All the computations, including the HARP tracking method and the Lagrangian strain computations, were done on a 400 MHz Intel Pentium II processor using MATLAB (Math-works, Natick, MA). Despite the fact that we have not optimized our MATLAB code (to eliminate loops, for example) HARP processing is very fast in comparison to other methods that we are aware of. For the paced canine heart, computation of 20 vertical and 20 horizontal HARP images took about 30 sec. Positioning endocardial and epicardial circles within the LV myocardium takes about 20 sec of human interaction. Tracking the 48 points defined by this process through all 20 time-frames took only about 5 sec, and the computation of the Lagrangian strain also took about 5 sec. The overall time from images to strain takes only about 2 min, which includes time to click on buttons and arrange images. There is potential for significant streamlining of certain steps, as well. It is worth mentioning that for the same dataset it would take more than 1 hr to track the tag lines using FindTags.
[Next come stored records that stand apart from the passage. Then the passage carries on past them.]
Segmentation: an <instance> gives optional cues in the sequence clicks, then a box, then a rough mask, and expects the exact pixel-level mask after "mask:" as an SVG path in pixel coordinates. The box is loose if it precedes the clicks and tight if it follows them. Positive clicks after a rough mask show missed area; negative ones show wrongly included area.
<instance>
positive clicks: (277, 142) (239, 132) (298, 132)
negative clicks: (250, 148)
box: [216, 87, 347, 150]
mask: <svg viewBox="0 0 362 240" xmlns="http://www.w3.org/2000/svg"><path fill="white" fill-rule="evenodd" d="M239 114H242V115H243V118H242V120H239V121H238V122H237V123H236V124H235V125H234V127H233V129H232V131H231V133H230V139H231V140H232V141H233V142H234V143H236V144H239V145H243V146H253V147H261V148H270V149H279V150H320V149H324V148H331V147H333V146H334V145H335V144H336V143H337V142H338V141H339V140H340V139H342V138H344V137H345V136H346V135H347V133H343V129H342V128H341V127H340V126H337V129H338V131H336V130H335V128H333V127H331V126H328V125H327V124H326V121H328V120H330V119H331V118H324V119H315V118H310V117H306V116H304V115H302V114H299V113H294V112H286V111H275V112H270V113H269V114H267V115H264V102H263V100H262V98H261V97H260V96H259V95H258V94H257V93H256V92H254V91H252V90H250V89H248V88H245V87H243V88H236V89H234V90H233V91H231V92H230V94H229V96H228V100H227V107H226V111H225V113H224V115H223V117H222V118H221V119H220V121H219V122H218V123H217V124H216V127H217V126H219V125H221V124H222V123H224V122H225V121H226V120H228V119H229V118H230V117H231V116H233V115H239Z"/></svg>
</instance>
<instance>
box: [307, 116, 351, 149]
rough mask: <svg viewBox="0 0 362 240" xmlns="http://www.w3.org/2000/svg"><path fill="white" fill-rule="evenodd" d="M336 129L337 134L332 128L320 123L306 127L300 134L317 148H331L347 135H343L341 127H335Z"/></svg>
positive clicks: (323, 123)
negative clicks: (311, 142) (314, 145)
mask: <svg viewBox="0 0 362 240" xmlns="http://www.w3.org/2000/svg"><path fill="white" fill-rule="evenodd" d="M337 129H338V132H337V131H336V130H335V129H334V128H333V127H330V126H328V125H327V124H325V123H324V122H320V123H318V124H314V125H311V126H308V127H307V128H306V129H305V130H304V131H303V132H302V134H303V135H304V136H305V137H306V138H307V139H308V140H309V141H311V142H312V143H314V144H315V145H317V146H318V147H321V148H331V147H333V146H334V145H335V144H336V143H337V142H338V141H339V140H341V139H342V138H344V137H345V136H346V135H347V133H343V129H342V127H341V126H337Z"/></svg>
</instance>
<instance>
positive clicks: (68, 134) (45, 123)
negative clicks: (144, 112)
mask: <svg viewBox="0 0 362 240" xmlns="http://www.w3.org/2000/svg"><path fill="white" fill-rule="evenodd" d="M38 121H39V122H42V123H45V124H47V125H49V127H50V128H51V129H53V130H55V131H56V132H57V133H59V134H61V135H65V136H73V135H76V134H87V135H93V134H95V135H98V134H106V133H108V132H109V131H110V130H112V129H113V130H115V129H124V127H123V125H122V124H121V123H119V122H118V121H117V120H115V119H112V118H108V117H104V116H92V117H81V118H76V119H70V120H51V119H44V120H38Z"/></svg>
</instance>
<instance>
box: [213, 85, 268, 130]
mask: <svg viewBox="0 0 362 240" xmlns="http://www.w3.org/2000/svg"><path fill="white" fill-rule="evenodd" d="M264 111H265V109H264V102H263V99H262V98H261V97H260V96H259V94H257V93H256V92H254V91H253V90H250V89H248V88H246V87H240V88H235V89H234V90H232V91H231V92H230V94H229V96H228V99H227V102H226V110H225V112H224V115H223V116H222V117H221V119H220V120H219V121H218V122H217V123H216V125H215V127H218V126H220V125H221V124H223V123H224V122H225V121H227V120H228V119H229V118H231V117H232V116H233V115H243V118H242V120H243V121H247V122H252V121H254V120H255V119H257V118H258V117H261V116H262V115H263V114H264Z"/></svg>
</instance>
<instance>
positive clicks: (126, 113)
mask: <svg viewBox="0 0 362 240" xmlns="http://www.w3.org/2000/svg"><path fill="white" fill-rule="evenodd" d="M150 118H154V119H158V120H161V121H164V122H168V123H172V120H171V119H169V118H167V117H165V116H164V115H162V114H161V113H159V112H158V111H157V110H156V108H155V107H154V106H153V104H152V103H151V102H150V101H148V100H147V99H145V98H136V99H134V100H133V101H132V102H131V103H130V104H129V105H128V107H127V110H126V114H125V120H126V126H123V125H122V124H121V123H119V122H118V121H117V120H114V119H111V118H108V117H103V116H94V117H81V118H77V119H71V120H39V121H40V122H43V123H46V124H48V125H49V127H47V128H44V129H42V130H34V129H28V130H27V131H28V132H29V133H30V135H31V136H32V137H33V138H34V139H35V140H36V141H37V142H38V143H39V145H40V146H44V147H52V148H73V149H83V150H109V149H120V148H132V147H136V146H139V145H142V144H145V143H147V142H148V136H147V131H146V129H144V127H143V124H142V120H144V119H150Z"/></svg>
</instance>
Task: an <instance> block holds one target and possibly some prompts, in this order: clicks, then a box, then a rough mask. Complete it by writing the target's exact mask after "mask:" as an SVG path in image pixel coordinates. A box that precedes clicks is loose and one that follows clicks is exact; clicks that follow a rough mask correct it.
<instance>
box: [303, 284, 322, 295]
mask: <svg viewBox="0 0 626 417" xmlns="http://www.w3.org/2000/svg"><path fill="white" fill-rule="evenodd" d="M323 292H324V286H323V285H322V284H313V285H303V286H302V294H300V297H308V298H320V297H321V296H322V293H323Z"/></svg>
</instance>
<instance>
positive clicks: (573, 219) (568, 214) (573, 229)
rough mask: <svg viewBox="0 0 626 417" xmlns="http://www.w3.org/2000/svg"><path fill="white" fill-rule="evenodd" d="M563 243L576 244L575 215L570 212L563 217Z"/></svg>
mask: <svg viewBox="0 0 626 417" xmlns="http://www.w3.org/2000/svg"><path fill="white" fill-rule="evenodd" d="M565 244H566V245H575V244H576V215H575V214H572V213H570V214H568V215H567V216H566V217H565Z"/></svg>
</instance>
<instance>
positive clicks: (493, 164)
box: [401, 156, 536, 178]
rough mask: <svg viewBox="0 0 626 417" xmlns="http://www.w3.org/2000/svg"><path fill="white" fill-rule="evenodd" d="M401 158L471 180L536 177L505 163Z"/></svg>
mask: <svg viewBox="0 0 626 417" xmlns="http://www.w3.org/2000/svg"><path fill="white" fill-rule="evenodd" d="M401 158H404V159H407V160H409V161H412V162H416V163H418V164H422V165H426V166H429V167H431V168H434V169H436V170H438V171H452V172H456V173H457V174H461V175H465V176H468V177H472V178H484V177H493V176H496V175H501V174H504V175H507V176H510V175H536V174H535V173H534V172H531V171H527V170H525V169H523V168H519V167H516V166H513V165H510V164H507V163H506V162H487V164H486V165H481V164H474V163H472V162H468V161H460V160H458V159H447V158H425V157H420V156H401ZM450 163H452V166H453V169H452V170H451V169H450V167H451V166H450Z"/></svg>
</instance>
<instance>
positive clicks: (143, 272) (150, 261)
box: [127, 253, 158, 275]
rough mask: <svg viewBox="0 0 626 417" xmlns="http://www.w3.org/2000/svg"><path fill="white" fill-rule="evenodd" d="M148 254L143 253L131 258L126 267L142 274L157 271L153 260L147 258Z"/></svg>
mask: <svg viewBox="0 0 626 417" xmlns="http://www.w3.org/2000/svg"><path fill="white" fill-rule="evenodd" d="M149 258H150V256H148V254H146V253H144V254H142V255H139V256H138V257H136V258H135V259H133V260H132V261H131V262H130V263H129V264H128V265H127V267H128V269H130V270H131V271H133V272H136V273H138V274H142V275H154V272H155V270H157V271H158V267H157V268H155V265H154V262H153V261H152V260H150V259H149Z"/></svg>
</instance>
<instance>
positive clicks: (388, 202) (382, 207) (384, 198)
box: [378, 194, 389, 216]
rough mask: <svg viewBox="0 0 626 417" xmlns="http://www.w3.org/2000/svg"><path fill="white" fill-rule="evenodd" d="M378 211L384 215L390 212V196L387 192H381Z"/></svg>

The organization of image data and the definition of the bandpass filters also adds time to the overall processing time of HARP analysis. On standard scans these times are negligible, and the image sequences can be constructed automatically and preset bandpass filters can be used. On special scans or new experimental protocols, some additional time must be spent in preparing the data for HARP processing. An experienced user can generally perform these additional steps in less than 30 min, and a convenient user interface will reduce this time even further. After further validation and optimization, HARP will certainly be feasible for clinical use.

Notes on Optical Flow

We previously suggested a method for computing optical flow, a dense incremental velocity field, using HARP images (31). This HARP optical flow method used the idea of the HARP angle as a material property and the notion of apparent motion, but it did not iteratively seek the point sharing two HARP values. In fact, Eq. [11] can be thought of as the successive application of the basic optical flow calculation of (31) in order to obtain an increasingly better solution. If HARP tracking were applied to every pixel in an image and tracked only to the next time frame, it would give the same basic result as optical flow only with greater accuracy. HARP tracking would also require a factor of 4-5 times longer, since that is the number of iterations typically used before satisfying the termination criterion. There may be applications for use of the fast and dense optical flow calculation, however. Rapid visualization of flow fields, intelligent feedback of tag pattern frequency based on the motion pattern, or interactive modification of bandpass filters are possibilities.

CONCLUSION

In this article, the material property of HARP angle was exploited to develop a 2D HARP tracking method that is fast, accurate, and robust. Points were tracked in a coordinate system that was used to directly compute both circumferential and radial Lagrangian strain in the left ventricle. Experiments on a paced canine heart demonstrated the ability for HARP to track abnormal motion and to compute strains that are consistent with previously reported analyses. A refinement technique for the correction of incorrectly tracked points was developed and demonstrated on a normal human heart undergoing dobutamine stress. Finally, a preliminary error analysis was conducted showing that HARP tracking compares very favorably with FindTags, a standard template matching method. HARP tracking and Lagrangian strain analysis was shown to be computationally very fast, amenable to clinical use after suitable further validation.